Forum
Welcome, Guest
Username: Password: Remember me
This is the optional category header for the Suggestion Box.
  • Page:
  • 1

TOPIC:

High load and System Operations getting Freezed 4 years 7 months ago #1873

  • Sherbin George
  • Sherbin George's Avatar Topic Author
  • Offline
  • Posts: 11
Hi,

We have ran into a situation where the system operations getting freezed on HA-Lizard.

The situation started when we moved a VM onto a HA-Lizard Pool. It got stuck when attempting a start function. At one Point, I think xe-toolstack restart would fix this. But there was no luck.

Afterwards, I attempted a Snapshot on a running VM within the same pool and it made the VM to freeze and it become un-responsive. Even a force reboot was showing to be running forever.

Atlast, we rebooted Slave Host to see if it fixes the issue, but it didn't. We haven't touched Master yet. But Load is staying around 10.00 at an Average.

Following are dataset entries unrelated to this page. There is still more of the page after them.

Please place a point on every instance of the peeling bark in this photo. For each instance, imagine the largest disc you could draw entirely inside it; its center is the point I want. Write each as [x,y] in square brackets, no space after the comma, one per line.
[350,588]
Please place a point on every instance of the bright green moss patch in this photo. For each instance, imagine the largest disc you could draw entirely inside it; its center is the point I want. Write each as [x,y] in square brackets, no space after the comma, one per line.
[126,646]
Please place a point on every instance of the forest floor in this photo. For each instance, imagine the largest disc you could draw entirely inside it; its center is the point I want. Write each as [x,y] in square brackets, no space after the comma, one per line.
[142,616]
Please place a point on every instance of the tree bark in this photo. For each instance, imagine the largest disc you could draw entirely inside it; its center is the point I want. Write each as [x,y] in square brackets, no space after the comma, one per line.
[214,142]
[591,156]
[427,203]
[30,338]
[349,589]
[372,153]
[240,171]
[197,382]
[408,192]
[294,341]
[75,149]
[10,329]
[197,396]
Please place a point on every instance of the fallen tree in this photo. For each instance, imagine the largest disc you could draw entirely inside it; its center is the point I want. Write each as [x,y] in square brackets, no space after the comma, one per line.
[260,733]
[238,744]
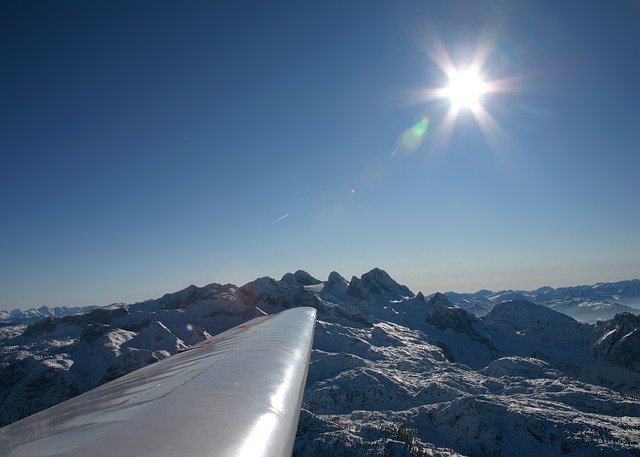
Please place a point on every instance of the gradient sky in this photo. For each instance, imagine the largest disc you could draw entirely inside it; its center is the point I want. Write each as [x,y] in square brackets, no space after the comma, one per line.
[145,146]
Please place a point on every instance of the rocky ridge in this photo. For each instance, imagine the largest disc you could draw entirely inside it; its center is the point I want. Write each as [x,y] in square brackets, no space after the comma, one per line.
[391,371]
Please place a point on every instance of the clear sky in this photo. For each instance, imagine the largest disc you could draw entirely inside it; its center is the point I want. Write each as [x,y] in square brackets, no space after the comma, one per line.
[146,146]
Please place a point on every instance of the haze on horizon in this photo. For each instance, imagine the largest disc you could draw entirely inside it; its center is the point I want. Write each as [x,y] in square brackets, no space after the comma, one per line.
[148,146]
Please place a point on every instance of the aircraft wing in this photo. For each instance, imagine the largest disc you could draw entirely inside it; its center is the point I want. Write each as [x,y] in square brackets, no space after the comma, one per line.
[236,394]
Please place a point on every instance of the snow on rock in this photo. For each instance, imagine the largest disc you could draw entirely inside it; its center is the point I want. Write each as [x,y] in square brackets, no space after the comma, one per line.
[391,373]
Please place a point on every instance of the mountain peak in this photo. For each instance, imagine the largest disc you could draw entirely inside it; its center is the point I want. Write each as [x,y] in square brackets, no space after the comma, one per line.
[305,278]
[335,279]
[379,281]
[440,300]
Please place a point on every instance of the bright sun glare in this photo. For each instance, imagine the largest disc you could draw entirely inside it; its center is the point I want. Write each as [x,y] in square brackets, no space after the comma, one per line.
[465,89]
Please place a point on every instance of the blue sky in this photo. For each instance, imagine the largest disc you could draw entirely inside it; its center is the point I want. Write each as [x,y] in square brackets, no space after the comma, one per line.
[145,146]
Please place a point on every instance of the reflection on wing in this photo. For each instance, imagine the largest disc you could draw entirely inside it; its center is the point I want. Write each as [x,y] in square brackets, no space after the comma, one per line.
[237,394]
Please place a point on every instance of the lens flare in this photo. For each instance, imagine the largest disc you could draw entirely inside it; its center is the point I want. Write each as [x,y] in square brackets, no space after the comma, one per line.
[411,139]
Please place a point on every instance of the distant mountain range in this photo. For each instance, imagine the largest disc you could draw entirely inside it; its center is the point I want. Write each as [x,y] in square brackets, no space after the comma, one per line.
[26,316]
[392,372]
[591,303]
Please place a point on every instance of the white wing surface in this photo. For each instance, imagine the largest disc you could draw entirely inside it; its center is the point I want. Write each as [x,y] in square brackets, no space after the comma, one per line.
[237,394]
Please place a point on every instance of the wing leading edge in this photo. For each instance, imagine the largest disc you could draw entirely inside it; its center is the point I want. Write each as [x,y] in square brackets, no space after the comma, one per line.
[237,394]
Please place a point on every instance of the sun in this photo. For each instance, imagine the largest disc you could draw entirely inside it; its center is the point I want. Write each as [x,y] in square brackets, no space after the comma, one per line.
[465,89]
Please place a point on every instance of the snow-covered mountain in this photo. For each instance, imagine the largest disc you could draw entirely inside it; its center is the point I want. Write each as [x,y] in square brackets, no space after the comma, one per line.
[392,372]
[590,303]
[26,316]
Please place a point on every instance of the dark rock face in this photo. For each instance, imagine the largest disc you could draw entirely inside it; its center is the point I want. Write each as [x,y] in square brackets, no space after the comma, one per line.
[620,343]
[444,315]
[379,282]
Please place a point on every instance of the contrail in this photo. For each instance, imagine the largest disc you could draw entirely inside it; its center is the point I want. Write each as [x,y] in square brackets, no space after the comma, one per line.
[279,219]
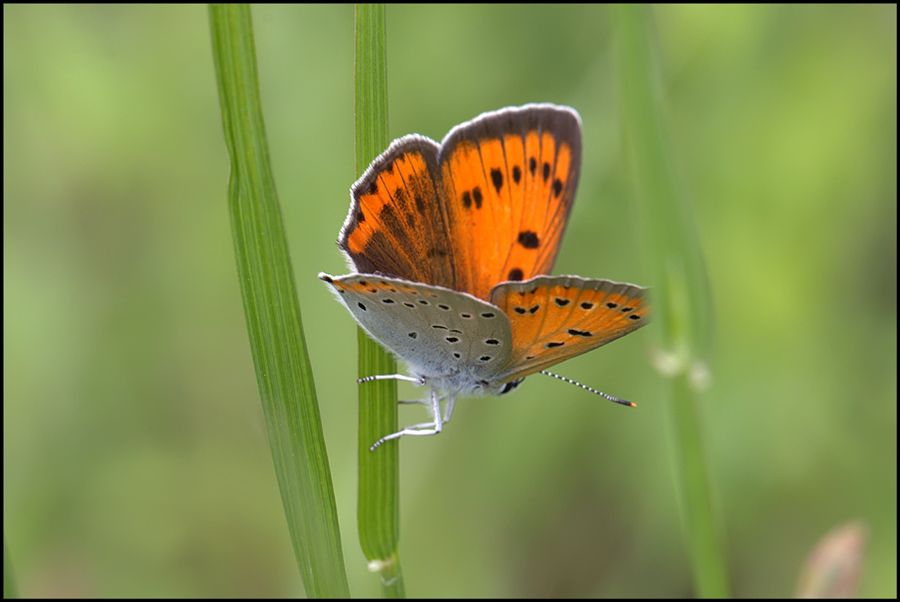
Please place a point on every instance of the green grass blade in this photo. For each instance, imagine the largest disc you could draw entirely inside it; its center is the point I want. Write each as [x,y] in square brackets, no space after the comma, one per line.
[272,312]
[379,473]
[9,582]
[682,305]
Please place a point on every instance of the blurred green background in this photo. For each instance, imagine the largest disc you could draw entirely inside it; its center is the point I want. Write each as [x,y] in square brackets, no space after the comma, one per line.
[134,452]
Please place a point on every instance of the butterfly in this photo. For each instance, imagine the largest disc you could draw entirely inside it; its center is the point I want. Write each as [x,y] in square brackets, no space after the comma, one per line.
[452,244]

I am passing the information I've collected from Both Master and Slave. Can a Master reboot can bring things aback to normal here?

**********************
Master

[root@XEN05 ~]# service drbd status
drbd driver loaded OK; device status:
version: 8.4.5 (api:1/proto:86-101)
srcversion: D496E56BBEBA8B1339BB34A
m:res cs ro ds p mounted fstype
1:iscsi1 StandAlone Primary/Unknown UpToDate/DUnknown r


[root@XEN05 ~]# ha-cfg status
| ha-lizard Version: 2.1.4 |
| Operating Mode: Mode [ 2 ] Managing Individual VMs in Pool |
| Host Role: master |
| Pool UUID: 33b3ff3e-c123-2f54-9c1e-bbe748d7db51 |
| Host UUID: f2b699a9-de94-4b8c-8443-d53672b8a49d |
| Master UUID: f2b699a9-de94-4b8c-8443-d53672b8a49d |
| Daemon Status: ha-lizard is running [ OK ] |
| Watchdog Status: ha-lizard-watchdog is running [ OK ] |
| HA Enabled: false |


Xen05@:iscsi-cfg status
| iSCSI-HA Version IHA_2.1.5 |
| Sat Aug 24 14:38:52 EDT 2019 |

| iSCSI-HA Status: Running 8644 |
| Last Updated: Sat Aug 24 14:38:50 EDT 2019 |
| HOST ROLE: MASTER |
| DRBD ROLE: iscsi1=Primary |
| DRBD CONNECTION: iscsi1 in StandAlone state |
| ISCSI TARGET: Running [expected running] |
| VIRTUAL IP: 10.10.11.3 is local |
Control + C to exit


| DRBD Status |

| version: 8.4.5 (api:1/proto:86-101) |
| srcversion: D496E56BBEBA8B1339BB34A |
| 1: cs:StandAlone ro:Primary/Unknown ds:UpToDate/DUnknown r
|
| ns:0 nr:0 dw:334633404 dr:1893486048 al:33628704 bm:0 lo:0 pe:0 ua:0 ap:0 ep:1 wo:d oos:3117818488 |


Slave

[root@XEN06 ~]# service drbd status
drbd driver loaded OK; device status:
version: 8.4.5 (api:1/proto:86-101)
srcversion: D496E56BBEBA8B1339BB34A
m:res cs ro ds p mounted fstype
1:iscsi1 WFConnection Secondary/Unknown UpToDate/DUnknown C


[root@XEN06 ~]# ha-cfg status
| ha-lizard Version: 2.1.4 |
| Operating Mode: Mode [ 2 ] Managing Individual VMs in Pool |
| Host Role: slave |
| Pool UUID: 33b3ff3e-c123-2f54-9c1e-bbe748d7db51 |
| Host UUID: d481ed26-3d0c-406a-bd92-d61d63d5ca3b |
| Master UUID: f2b699a9-de94-4b8c-8443-d53672b8a49d |
| Daemon Status: ha-lizard is running [ OK ] |
| Watchdog Status: ha-lizard-watchdog is running [ OK ] |
| HA Enabled: false |


Xen06@:iscsi-cfg status

| iSCSI-HA Version IHA_2.1.5 |
| Sat Aug 24 14:40:13 EDT 2019 |

| iSCSI-HA Status: Running 5403 |
| Last Updated: Sat Aug 24 14:40:07 EDT 2019 |
| HOST ROLE: SLAVE |
| VIRTUAL IP: 10.10.11.3 is not local |
| ISCSI TARGET: Stopped [expected stopped] |
| DRBD ROLE: iscsi1=Secondary |
| DRBD CONNECTION: iscsi1 in WFConnection state |
Control + C to exit


| DRBD Status |

| version: 8.4.5 (api:1/proto:86-101) |
| srcversion: D496E56BBEBA8B1339BB34A |
| 1: cs:WFConnection ro:Secondary/Unknown ds:UpToDate/DUnknown C r
|
| ns:0 nr:0 dw:0 dr:0 al:0 bm:0 lo:0 pe:0 ua:0 ap:0 ep:1 wo:d oos:34692 |

Please Log in or Create an account to join the conversation.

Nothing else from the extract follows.